CAUTION: Both vitamin A and vitamin D can have toxic effects in high doses. Consult with health care professionals before increasing doses of either vitamin to high levels.

Benefits of EPA Fish Oil

Fish oil may enhance the effectiveness of cancer chemotherapy drugs. A study compared different fatty acids on colon cancer cells to see whether they could enhance mitomycin C, a chemotherapy drug. The fish oil containing high amounts of eicosapentaenoic acid (EPA) was shown to sensitize colon cancer cells to mitomycin C. Fish oil has been shown to specifically induce apoptosis of pancreatic cancer cells and to inhibit metastasis of breast and lung cancer cells.

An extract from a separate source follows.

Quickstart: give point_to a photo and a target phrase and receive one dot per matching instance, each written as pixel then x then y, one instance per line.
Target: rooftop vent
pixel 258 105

A June 1999 study demonstrated the benefits of EPA in reducing acute protein phase response which leads to wasting in cancer patients. Researchers indicated that "the presence of an acute-phase protein response has been suggested to shorten survival and contribute to weight loss in patients with pancreatic cancer. The acute-phase protein response tends to progress in untreated patients but may be stabilized by the administration of a fish oil-enriched nutritional supplement. This may have implications for reducing wasting in such patients" (Journal of Nutrition, 1999 June; 129(6):1120-25).

Other studies have found that EPA induced alternations of the fatty-acid composition of cancer cells, which made them more vulnerable to the chemotherapy effects. Although preliminary, these findings imply that EPA specifically enhances the chemosensitivity of malignant cells.

Conjugated Linoleic Acid (CLA)

CLA has been shown both in vitro and in animal models to have strong antitumor activity. An early protective effect was noted in one study that focused on the maturation of mammary cells, and the study concluded that "exposure to CLA during Y-maturation may modify the development of Y-target cells that are normally susceptible to carcinogen-induced transformation."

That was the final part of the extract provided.